To address the second aim, the psychological predictors of perceived adaptive capacity were examined using a confirmatory approach by means of a path analysis. The maximum likelihood estimation method was used, and since there were missing values in the data set, means and intercepts were estimated. First, the basic model outlined in was tested. However, since cognitive appraisals of geese may be directly associated with management cognitions, as part of the inter-attitudinal structure (in particular management orientation beliefs and perceived adaptive capacity), an extended model with three additional paths was subsequently tested. Two absolute fit indices (chi-square and the root mean squared error of approximation, RMSEA) and one relative fit index (Bentler’s Comparative Fit Index, CFI) were used to assess model fit. As suggested by Browne and Cudeck (Citation1993), an RMSEA value of 0.05 or lower was considered indicative of a good fit (the p-value of close fit (PCLOSE) reveals whether the RMSEA value significantly differs from 0.05). In line with Hu and Bentler (Citation1999), a CFI value of 0.95 or higher was considered a fairly good fit. In addition to path coefficients, standardized multiple correlations were reported for the endogenous variables to determine the level of explained variance, and the standardized indirect, direct, and total effects on perceived adaptive capacity were stated for each of the variables in the model.

Results

The farmers owned on average 73 hectares (SD = 21) of land. Although 40% of them worked more than half the time on their farm, the majority, 76%, had other work on the side. The largest share, 41% of the farmers, cultivated cereal, 14% grew rapeseed, and 9% root crops. Only a lesser share, 17%, stated that they went bird hunting (e.g., geese) at least once a year. Half of the farmers owned land close to a wetland or other water and 15% had property close to formally protected land (≤200 m).

Descriptives

The “no damage” group was the largest (n = 465), followed by the “moderate damage” group (n = 309), and finally the “extensive damage” group (n = 175). Means and standard deviations for cognitive appraisals, emotions, and management beliefs in the three groups of farmers are shown in . Results revealed that geese did not evoke intense emotions among farmers, but the strongest negative emotions were evident in the group having experienced extensive goose damage. The farmers favored human-oriented more than nature-oriented management, and they believed that farmers/hunters contribute constructively to management to a greater extent than ornithologists do. Perceived adaptive capacity was below the midpoint of the scale. Whereas differences among the groups were substantial for cognitive appraisals and negative emotions, they were less pronounced for positive emotions, management beliefs, and perceived adaptive capacity. No significant group difference was found for beliefs about farmers’/hunters’ contribution.

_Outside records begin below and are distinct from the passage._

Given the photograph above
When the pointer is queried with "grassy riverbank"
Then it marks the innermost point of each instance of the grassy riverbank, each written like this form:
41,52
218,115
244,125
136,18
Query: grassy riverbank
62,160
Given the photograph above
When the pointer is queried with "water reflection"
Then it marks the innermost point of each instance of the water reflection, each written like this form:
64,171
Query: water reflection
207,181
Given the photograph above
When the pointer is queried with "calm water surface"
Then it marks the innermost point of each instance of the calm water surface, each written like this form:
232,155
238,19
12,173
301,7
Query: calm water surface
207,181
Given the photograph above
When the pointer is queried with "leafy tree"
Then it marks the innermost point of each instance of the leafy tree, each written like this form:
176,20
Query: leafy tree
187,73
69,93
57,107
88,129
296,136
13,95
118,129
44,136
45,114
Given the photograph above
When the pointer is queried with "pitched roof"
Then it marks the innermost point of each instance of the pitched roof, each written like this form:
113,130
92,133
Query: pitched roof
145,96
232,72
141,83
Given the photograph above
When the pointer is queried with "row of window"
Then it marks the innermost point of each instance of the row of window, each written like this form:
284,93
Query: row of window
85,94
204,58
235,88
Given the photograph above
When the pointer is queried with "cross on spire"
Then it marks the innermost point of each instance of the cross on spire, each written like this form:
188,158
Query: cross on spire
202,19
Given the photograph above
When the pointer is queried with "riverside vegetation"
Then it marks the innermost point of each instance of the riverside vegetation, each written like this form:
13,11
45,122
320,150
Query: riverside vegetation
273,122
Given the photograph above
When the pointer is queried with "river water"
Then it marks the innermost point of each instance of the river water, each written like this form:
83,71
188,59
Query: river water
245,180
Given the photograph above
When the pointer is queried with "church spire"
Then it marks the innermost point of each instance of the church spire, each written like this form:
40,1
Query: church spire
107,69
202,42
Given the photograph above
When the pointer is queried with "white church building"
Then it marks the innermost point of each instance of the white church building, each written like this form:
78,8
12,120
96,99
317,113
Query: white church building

Table 1. Means and standard deviations for psychological variables in the three groups of farmers with different levels of goose damage experience.

The Role of the Farmer, the Farm, and Experience of Damage

Results from the hierarchical regression analyses are found in . There was not any evidence of collinearity among the predictors (VIF < 1.45 in all models). In the first step, farm characteristics explained a significant amount of variance only with respect to negative emotions (11%). Owning a larger farm, a farm closer to water or to formally protected land, as well as cultivating cereal and root crops, were all associated with geese evoking stronger negative emotions. Neither gender nor age was associated with emotions, although in the first step, women perceived the adaptive capacity of the goose management system to be slightly higher than did men. By including the experience of damage in the second step, the share of explained variance in negative emotions and perceived adaptive capacity increased significantly. More damage experience was associated with stronger negative emotions toward geese and lower perceived adaptive capacity, explaining 30% and 6% of the variance, respectively. Having extensive experience of damage (as compared to no or moderate) was furthermore associated with weaker positive emotions, but predictors only explained a very small share of the variance (1%).

Table 2. Three hierarchical linear regression models examining the importance of (a) farmer and farm characteristics, and (b) experience of damage for negative emotions, positive emotions, and perceived adaptive capacity, respectively.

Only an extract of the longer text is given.